NOT A GOOD CLIMBER.
"When we reached the edge of the snow we sat down and rested. Some of the peons had fallen behind, and we prided ourselves that we had shown the Mexicans that Americans know how to climb high mountains without turning back for want of breath.
"We ate some of the solid food and drank some of the cold tea we had bottled expressly for the occasion before leaving Tlamacas. When we had thoroughly rested and refreshed ourselves we put on our spiked shoes, covered them with the woollen stockings, and, armed with alpenstocks and aided each by a volcanero, we attacked the great icy cone of the giant Popocatepetl. The volcaneros carried our overcoats and had them ready to wrap around us whenever we stopped.
"Fortunately for us, the snow was in the best condition for ascending; it was like a very hard drift, softened by the sun just enough to give a good foothold but not sufficiently to let our feet sink more than an inch or so below the surface. Our principal guide went ahead and we followed in his tracks; every few minutes we paused to rest and breathe, and long before we reached the crater the lightness of the air was such that our halts were longer than our periods of ascent.
"The blood rose to our faces, our veins throbbed, and for a time our heads seemed on the verge of bursting. We appreciated the advice of a gentleman in the capital, that no one with the least tendency to heart trouble, or one with weak lungs or a tendency to corpulence, should undertake the ascent of the volcano; and if we were to add anything to the advice, it would be that everybody else should refrain from making the attempt; it is the hardest venture we ever made in mountain climbing, and we certainly would not again undertake it or urge a friend to do so.

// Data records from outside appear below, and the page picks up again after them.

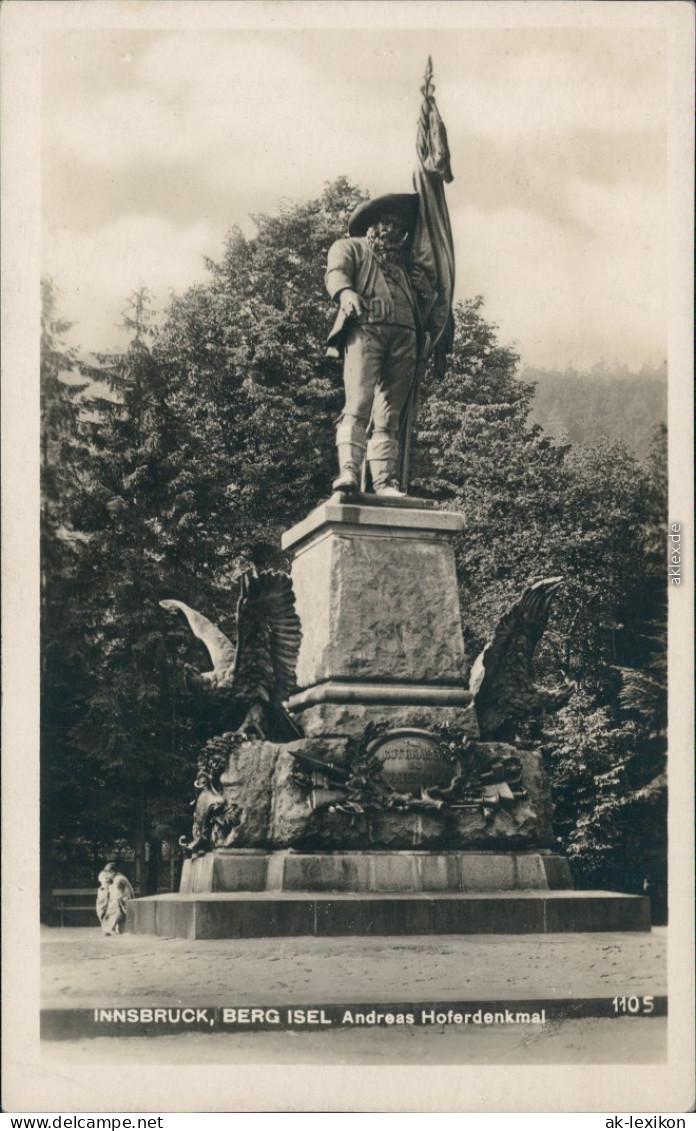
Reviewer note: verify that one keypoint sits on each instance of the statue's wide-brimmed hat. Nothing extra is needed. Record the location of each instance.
(369, 212)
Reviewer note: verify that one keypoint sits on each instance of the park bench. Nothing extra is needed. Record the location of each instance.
(78, 904)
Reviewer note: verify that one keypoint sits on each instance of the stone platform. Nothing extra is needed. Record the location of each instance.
(233, 870)
(263, 914)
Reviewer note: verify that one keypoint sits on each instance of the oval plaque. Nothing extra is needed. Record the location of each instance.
(412, 760)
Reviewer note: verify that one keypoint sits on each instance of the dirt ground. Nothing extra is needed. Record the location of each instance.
(80, 968)
(83, 968)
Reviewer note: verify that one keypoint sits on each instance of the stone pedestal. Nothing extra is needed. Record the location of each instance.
(376, 592)
(352, 830)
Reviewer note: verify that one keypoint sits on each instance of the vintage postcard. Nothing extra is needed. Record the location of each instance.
(347, 555)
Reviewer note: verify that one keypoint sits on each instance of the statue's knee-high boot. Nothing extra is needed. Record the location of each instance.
(351, 443)
(383, 458)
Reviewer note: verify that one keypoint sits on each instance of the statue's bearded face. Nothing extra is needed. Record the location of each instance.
(388, 235)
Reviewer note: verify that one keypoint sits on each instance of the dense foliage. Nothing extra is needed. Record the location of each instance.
(609, 399)
(180, 462)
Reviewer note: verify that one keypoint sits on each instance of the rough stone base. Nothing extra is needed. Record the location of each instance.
(336, 719)
(249, 870)
(274, 811)
(276, 914)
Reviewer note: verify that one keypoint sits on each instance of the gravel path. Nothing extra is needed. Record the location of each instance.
(83, 968)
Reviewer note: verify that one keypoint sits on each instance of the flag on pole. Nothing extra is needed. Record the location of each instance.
(432, 244)
(431, 259)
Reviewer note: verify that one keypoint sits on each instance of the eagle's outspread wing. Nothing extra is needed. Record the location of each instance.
(501, 679)
(268, 638)
(221, 649)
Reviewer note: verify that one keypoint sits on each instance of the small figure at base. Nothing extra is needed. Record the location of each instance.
(111, 898)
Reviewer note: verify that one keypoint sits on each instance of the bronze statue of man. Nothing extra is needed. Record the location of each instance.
(378, 330)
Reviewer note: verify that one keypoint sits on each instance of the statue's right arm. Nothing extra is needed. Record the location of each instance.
(341, 268)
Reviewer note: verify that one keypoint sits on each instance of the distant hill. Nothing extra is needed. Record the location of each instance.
(607, 400)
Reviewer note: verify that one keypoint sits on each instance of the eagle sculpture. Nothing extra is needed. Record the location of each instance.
(501, 679)
(254, 679)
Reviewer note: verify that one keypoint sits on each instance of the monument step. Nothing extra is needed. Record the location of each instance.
(271, 914)
(233, 870)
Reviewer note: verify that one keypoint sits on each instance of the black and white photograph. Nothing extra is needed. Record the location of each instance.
(347, 557)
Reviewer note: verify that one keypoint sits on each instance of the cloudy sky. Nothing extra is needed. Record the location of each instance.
(155, 143)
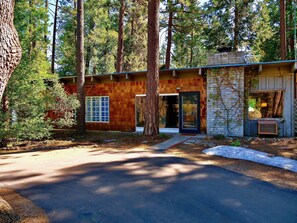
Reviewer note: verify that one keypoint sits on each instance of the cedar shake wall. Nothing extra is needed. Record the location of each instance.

"We left to one side the Pico del Fraile, a pinnacle of porphyry that shoots up into the air like the spire of a church. There was a deep chasm like an enormous moat at the side of the Pico, and we asked our guide if anybody had ever passed the chasm and climbed to the dizzy top. His face wore a smile of incredulity as he pronounced the feat impossible, and furthermore said there was nothing there to pay for the effort. Colonel Watson asked him, in sheer bravado, if he would undertake to escort us there, but he shook his head without making any audible reply. It is quite possible that he suspected the colonel of 'chaffing.'
"Suddenly we were enveloped in a cloud so dense that we could see only a few yards in any direction. The guide ordered us to keep close together; and if by any accident we should become separated, we were to call out immediately, and also keep our faces and feet directed to the ascent of the mountain. We obeyed his instructions, but it was our good-fortune that the cloud did not long remain to trouble us. It disappeared as suddenly as it had come, and we had a fine view of the Valley of Puebla and of the great mountain, the White Woman. As we rose to and above its level it lost all resemblance to the recumbent figure that gives its name, and became nothing but a broken mass of rocks and snow-drifts."